In fact, Hwang DBS senior analyst Lim Sue Lin expects the kicker in bank earnings to be non-interest income. Net funds raised in the capital market almost doubled to RM110bil in 2009.
New equity issuances amounted to RM26bil in 2009 when Maxis Bhd was re-listed, raising RM11bil, and rights issues by Malayan Banking Bhd and Axiata Group Bhd raised RM6bil and RM5bil respectively.
The uptrend is expected with the Government's effort to make Malaysia an attractive listing destination.For 2010, funds raised in the equity market are expected to reach RM30bil and debt issuance RM60bil.
For the first nine months last year, about RM51bil worth of debt had been issued. The recent slew of mergers and acquisitions will add to fee and advisory income of banks.
Net interest income will remain a sustainable source of revenue for banks against higher consumer spending and more robust banking activities. According to Lim, loans growth is expected to be stable at 12% with gross domestic product (GDP) forecast at 5.5% this year. Further spending momentum is expected as the Government targets to achieve gross national income per capita of US$12,140 by 2015 and US$15,000 by 2020 (US$8,260 last year). In the midst of robust banking activities, local banks are expected to gain traction over their foreign counterparts and even take over a larger share of the syndicated loan market from international players, says Chia.
“Local banks with firmer grasp of regional market conditions are more confident to lend to companies that might otherwise have trouble finding capital.

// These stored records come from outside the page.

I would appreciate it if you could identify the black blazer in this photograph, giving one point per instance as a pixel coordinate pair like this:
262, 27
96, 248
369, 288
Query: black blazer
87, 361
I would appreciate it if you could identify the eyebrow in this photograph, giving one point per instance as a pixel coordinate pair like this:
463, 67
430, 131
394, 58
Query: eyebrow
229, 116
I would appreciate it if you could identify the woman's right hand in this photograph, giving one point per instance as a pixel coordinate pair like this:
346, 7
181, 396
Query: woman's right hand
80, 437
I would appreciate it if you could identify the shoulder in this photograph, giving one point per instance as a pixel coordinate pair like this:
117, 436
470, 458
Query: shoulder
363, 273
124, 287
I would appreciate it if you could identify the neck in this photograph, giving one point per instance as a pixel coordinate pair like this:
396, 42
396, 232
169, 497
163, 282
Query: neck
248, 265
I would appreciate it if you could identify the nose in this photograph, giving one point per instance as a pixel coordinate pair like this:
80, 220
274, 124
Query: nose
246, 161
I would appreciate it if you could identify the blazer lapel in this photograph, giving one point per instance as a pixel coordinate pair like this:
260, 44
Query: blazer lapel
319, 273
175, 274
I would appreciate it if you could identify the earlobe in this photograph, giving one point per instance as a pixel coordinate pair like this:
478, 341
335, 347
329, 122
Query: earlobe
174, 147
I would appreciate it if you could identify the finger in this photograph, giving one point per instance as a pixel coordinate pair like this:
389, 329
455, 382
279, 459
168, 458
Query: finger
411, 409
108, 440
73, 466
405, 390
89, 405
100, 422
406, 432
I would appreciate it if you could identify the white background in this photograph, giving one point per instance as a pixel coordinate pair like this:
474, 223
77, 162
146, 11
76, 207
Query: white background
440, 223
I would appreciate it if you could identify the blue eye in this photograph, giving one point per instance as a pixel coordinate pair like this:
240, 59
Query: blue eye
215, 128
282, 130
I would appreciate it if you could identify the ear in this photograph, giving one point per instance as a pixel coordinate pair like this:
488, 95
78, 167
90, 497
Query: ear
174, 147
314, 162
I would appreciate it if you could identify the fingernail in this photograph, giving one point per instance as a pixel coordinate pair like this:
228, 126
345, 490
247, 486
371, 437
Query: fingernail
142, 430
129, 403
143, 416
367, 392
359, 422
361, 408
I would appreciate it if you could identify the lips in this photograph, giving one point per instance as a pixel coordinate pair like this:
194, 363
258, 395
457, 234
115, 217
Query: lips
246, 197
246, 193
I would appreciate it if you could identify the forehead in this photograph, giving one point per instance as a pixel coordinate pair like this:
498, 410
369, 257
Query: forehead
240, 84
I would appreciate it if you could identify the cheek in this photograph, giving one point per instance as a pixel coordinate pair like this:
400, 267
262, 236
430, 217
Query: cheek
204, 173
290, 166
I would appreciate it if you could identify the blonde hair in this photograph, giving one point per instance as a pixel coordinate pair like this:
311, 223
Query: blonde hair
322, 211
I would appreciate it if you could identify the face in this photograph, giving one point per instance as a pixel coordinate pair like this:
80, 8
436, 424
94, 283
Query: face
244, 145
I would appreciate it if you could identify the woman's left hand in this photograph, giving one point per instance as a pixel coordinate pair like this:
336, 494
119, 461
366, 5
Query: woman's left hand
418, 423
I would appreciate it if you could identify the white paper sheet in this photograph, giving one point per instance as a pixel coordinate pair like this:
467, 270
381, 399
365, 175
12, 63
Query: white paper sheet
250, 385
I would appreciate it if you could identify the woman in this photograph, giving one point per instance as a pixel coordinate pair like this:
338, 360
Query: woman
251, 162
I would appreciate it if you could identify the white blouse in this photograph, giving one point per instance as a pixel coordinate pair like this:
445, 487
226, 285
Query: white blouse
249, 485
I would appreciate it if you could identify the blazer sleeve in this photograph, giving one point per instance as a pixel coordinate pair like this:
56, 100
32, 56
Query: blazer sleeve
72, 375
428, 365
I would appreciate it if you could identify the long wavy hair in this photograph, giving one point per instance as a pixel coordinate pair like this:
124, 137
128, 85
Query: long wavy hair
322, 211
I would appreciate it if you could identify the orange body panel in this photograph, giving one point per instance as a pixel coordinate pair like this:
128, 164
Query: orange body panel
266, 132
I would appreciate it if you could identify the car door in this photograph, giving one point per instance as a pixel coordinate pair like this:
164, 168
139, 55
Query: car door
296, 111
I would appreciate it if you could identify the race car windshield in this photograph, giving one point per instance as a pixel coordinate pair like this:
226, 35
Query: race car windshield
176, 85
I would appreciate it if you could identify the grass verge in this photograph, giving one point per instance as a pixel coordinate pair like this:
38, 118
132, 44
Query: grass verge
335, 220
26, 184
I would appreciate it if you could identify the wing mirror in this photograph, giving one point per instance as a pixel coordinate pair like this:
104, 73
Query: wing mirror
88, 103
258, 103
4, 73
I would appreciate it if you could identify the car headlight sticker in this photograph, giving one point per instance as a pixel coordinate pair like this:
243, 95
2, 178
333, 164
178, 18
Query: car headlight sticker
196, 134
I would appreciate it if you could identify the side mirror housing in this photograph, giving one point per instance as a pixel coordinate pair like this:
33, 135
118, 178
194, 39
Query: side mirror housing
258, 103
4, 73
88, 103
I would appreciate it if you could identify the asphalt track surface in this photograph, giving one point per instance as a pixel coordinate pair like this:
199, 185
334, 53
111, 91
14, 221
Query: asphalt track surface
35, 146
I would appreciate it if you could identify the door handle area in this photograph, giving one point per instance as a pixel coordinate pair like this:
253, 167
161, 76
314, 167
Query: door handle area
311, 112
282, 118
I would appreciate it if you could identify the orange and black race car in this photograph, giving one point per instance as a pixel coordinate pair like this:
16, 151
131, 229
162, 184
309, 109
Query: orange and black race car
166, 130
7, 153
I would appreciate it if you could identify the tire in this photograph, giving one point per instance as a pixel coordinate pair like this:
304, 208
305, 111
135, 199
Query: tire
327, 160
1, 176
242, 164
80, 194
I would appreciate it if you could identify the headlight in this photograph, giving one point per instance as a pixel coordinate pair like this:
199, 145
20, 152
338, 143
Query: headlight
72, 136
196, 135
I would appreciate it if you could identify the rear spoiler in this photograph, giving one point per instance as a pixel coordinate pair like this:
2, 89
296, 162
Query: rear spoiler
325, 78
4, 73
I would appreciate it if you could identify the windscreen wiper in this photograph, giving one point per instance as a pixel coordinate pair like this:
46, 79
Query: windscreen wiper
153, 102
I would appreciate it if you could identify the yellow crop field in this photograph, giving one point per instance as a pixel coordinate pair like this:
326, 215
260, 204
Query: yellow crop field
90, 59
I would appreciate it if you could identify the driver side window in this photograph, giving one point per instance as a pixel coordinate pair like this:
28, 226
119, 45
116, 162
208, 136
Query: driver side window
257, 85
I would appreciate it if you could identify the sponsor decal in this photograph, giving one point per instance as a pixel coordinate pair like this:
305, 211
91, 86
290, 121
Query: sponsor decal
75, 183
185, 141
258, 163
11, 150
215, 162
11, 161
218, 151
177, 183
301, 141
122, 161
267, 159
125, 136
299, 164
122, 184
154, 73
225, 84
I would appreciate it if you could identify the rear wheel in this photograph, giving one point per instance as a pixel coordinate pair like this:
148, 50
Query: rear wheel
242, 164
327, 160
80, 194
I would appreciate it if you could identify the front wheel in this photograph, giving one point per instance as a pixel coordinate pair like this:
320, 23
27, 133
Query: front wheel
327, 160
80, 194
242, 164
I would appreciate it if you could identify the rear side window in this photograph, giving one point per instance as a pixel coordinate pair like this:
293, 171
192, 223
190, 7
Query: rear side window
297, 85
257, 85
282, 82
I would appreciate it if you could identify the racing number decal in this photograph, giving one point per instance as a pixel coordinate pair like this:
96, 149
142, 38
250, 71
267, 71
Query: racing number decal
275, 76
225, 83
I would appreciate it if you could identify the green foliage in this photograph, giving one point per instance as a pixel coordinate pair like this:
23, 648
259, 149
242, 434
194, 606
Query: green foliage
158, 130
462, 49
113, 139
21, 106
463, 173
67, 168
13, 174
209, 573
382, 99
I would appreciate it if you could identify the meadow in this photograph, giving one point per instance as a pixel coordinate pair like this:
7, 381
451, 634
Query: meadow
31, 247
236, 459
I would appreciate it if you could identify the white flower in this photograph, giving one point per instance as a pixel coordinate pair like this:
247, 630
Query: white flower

Many local banks are also becoming more involved in cross-border financing for trade-related needs or for capital investments due to their higher levels of liquidity, not having suffered the severe effects of the recession,” she adds.
Among key concerns, Anandakumar highlights the high household sector exposure of the Malaysian banks for which the loans now account for nearly 55% of banking sector loans.
While the regional thrust is generally encouraged, he is cautions against an excessive emphasis in this regard as not all banks have the financial might and management expertise to successfully pull off their regional expansion aspirations.
Indonesia's banking sector, and to a certain extent that of China and Singapore, offer opportunities for higher loans growth.
“The relatively higher margins and larger markets in these regional markets, particularly in Indonesia, will to some extent, offset the margin compression trend in the Malaysian market,” says Promod.
“Malaysian banks will also be seen aggressively reaching into Indonesia through their respective Islamic banking franchises, which would provide a competitive edge over international banks operating in Indonesia,” he adds.
Chia notes that the rise of China and India will continue to drive global growth going forward.
However, she points out that China's move to tighten monetary policy further to cool an overheating economy and its impact on growth and regional trade will be closely watched.
“A major downside risk this year would be the ability of European countries to roll over maturing debt in the face of declining creditworthiness,” she says, adding that foreign exchange volatility is an increasing dimension to consider by all financial institutions and businesses.
“The worldwide quantitative easing has increased the movements of funds to Asia and the Far East regions. We need to understand the implications to the liquidity in the system and asset prices across the board,” she cautions.